Uniti sul dossier più complicato
Avrebbe dovuto evitare il dossier perché divisivo, invece ha dato ragione a Mosca
«Non aspettatevi una scena alla Perry Mason», aveva detto ai giornalisti Donald Trump prima di arrivare a Helsinki per l’incontro con Vladimir Putin. Il celebre avvocato della serie tv riusciva sempre a far confessare il vero colpevole. Il presidente americano, invece, in una delle più attese conferenze stampa dell’anno, ha addirittura capovolto le parti. Ha preso per buone, in mondovisione, le surreali giustificazioni di Putin che è arrivato a paragonare i dodici agenti del Gru, il servizio segreto militare russo, cioè l’élite dello spionaggio di Mosca, al miliardario George Soros. Qualunque politico statunitense, non importa se democratico o repubblicano, avrebbe sollevato l’obiezione più ovvia: quei dodici funzionari dipendono direttamente dal Cremlino e sono accusati dal Super procuratore Robert Mueller di aver «cospirato contro la sicurezza degli Stati Uniti», interferendo in modo surrettizio nelle elezioni del 2016; mentre le iniziative di Soros possono piacere o no, ma sono comunque legittime.

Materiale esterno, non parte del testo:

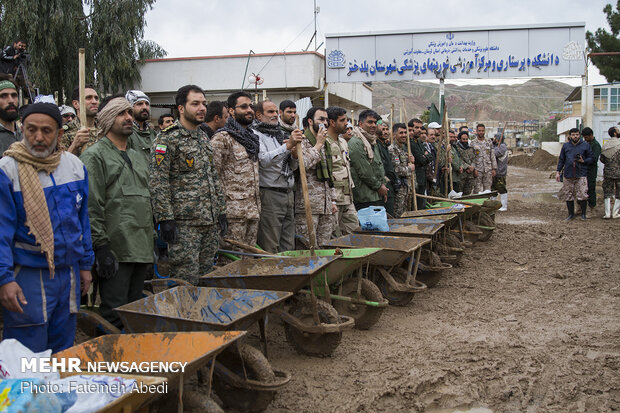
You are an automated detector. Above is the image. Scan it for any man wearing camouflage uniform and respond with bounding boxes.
[389,123,415,218]
[295,107,338,247]
[149,85,228,284]
[211,92,260,246]
[60,85,99,156]
[325,106,359,236]
[601,127,620,219]
[471,123,497,193]
[455,131,476,195]
[125,90,157,161]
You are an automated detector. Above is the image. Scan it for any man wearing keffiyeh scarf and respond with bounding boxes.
[0,103,94,352]
[211,92,260,245]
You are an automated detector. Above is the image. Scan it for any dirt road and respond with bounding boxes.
[258,167,620,412]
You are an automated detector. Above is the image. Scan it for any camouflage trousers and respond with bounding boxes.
[474,171,493,193]
[491,176,508,194]
[394,185,409,218]
[295,214,334,247]
[562,176,588,201]
[168,221,219,285]
[603,178,620,199]
[224,218,258,249]
[332,203,360,237]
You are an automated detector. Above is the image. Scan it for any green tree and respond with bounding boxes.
[586,0,620,82]
[0,0,166,95]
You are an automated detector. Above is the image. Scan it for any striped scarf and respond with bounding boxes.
[3,141,62,278]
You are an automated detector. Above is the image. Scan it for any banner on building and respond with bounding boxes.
[325,23,585,83]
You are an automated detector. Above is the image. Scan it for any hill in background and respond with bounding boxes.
[372,79,574,122]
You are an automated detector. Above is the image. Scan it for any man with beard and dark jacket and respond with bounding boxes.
[349,109,389,211]
[211,92,260,246]
[377,119,401,217]
[0,80,22,158]
[125,90,157,162]
[200,100,229,139]
[252,101,303,253]
[279,100,299,139]
[555,128,592,221]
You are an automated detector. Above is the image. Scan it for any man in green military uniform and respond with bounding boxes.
[149,85,228,284]
[125,90,157,161]
[349,109,388,211]
[581,127,602,208]
[81,97,154,328]
[60,85,100,156]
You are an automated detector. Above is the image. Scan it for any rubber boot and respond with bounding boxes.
[603,198,611,219]
[579,199,588,221]
[499,193,508,212]
[611,199,620,219]
[564,201,575,221]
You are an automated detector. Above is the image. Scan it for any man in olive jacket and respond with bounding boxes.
[81,97,154,327]
[349,109,388,211]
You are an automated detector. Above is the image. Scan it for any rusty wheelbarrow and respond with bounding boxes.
[54,331,245,412]
[199,256,355,356]
[327,234,431,305]
[115,286,292,412]
[278,248,388,330]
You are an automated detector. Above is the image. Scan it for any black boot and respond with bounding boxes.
[579,199,588,221]
[564,201,575,221]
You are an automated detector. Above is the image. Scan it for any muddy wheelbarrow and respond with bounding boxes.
[54,331,245,413]
[278,248,388,330]
[327,234,431,305]
[115,286,292,411]
[199,256,355,357]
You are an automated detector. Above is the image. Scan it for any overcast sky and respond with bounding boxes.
[145,0,615,85]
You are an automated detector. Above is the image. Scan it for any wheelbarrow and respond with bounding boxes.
[432,194,501,241]
[115,286,292,411]
[278,248,388,330]
[54,331,245,412]
[327,234,431,305]
[199,256,355,357]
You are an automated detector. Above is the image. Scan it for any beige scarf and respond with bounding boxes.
[3,141,62,278]
[353,126,377,162]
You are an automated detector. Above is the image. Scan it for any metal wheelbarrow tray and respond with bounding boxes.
[278,248,388,330]
[115,286,292,411]
[327,234,431,305]
[199,256,355,356]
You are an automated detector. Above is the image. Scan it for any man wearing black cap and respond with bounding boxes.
[0,80,21,158]
[0,103,94,353]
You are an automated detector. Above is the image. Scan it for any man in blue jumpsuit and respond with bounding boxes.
[0,103,94,352]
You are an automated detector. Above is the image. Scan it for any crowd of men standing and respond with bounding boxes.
[0,81,556,351]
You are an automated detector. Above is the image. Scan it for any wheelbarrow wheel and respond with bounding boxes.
[333,278,385,330]
[284,297,342,357]
[213,344,276,413]
[478,212,495,242]
[377,268,415,307]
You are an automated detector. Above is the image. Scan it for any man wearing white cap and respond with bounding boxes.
[125,90,156,160]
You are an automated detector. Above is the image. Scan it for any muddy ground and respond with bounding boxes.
[253,167,620,412]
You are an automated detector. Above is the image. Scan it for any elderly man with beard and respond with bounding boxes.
[211,92,261,246]
[348,109,388,211]
[555,128,592,221]
[279,100,298,139]
[0,80,21,157]
[61,85,99,156]
[80,95,153,328]
[149,85,228,284]
[125,90,157,162]
[295,107,338,247]
[0,103,94,353]
[252,101,303,253]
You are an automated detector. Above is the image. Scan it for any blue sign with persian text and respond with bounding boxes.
[326,24,585,83]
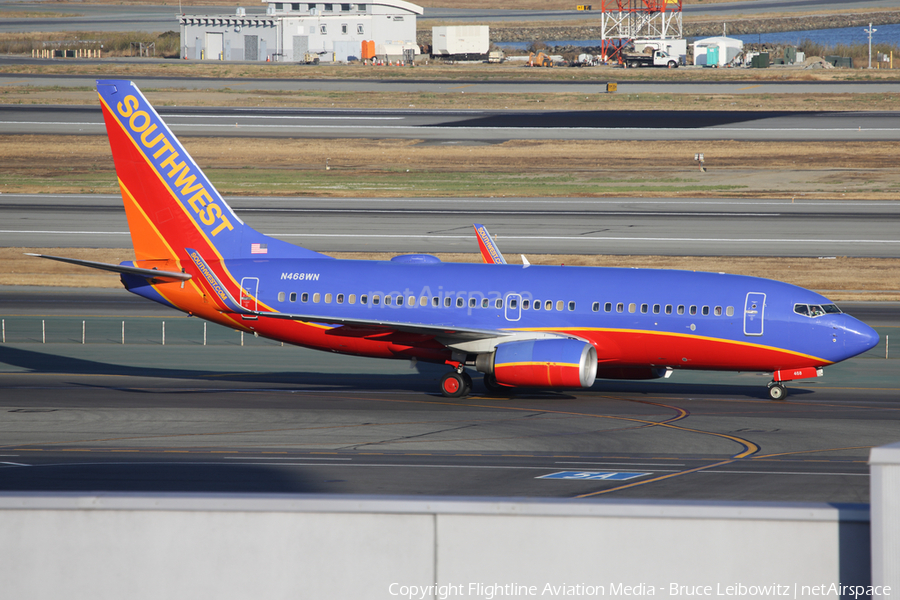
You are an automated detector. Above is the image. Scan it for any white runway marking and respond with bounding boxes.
[222,456,353,460]
[0,229,900,244]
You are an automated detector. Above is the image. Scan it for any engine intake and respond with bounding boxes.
[475,338,597,388]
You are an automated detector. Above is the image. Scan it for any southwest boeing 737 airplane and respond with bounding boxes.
[29,81,878,400]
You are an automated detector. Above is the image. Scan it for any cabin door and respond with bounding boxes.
[744,292,766,335]
[241,277,259,319]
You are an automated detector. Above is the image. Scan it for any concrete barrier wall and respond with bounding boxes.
[869,443,900,598]
[0,493,870,600]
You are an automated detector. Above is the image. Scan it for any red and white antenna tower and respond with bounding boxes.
[600,0,682,61]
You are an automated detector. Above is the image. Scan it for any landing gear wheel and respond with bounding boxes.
[769,383,787,400]
[441,371,472,398]
[461,371,472,396]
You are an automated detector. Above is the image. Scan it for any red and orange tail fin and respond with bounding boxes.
[97,80,323,261]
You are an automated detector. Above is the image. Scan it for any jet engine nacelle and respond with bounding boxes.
[476,338,597,388]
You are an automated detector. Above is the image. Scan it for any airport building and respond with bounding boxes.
[179,0,423,62]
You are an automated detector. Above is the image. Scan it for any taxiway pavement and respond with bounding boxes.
[0,194,900,257]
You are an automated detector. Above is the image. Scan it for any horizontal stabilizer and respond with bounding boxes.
[474,223,506,265]
[25,252,191,281]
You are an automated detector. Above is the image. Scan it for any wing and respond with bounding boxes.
[185,248,512,345]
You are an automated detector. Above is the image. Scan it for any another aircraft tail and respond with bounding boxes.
[97,80,324,261]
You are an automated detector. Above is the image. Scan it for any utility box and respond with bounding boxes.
[750,52,769,69]
[825,56,853,69]
[784,46,797,65]
[431,25,491,57]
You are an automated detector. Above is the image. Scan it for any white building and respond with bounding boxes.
[691,36,744,67]
[179,0,423,62]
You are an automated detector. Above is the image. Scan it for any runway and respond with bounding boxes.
[0,105,900,143]
[0,194,900,257]
[0,74,900,96]
[0,318,900,502]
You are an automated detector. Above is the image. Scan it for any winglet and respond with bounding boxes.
[474,223,506,265]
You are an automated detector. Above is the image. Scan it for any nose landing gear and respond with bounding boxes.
[769,381,787,400]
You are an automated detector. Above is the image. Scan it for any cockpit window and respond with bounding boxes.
[794,304,842,317]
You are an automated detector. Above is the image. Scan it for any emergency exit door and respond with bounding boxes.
[241,277,259,320]
[744,292,766,335]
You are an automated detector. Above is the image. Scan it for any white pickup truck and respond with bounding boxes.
[623,50,678,69]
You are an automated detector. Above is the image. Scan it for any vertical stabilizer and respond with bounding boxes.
[97,80,323,261]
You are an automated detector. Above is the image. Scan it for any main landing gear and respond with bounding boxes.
[441,370,472,398]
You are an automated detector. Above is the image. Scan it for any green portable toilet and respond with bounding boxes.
[784,46,797,65]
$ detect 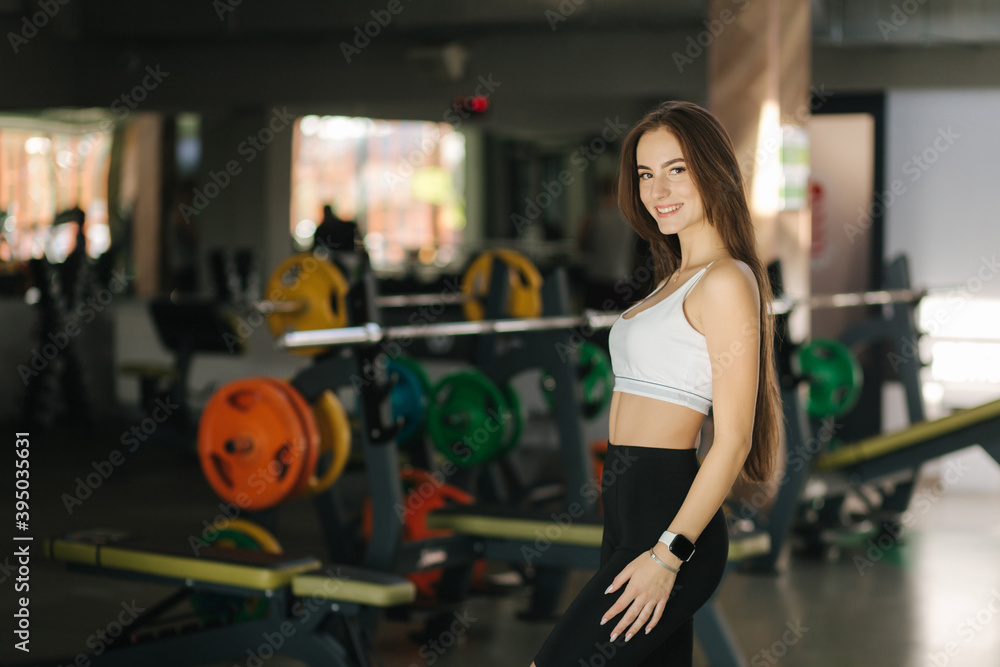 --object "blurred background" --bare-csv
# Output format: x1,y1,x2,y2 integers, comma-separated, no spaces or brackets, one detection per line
0,0,1000,667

Alla vigilia del vertice diversi analisti, oltre ai parlamentari democratici in blocco, avevano espresso il timore che «Vladimir» avrebbe potuto intrappolare o almeno manipolare «The Donald». Una preoccupazione, in realtà, condivisa anche da alcuni capi di governo europei. Risulta che il presidente della Finlandia, Sauli Niinisto ne abbia parlato nei giorni scorsi con Angela Merkel, il suo principale punto di riferimento nell’unione europea. A Berlino si paventava in particolare uno slittamento trumpiano sull’annessione russa della Crimea e sulle conseguenti sanzioni economiche adottate da Ue e Usa contro Mosca. Ieri mattina il finlandese, diligentemente, avrebbe ricordato la posizione europea all’ospite americano, nel bilaterale all’ora di colazione.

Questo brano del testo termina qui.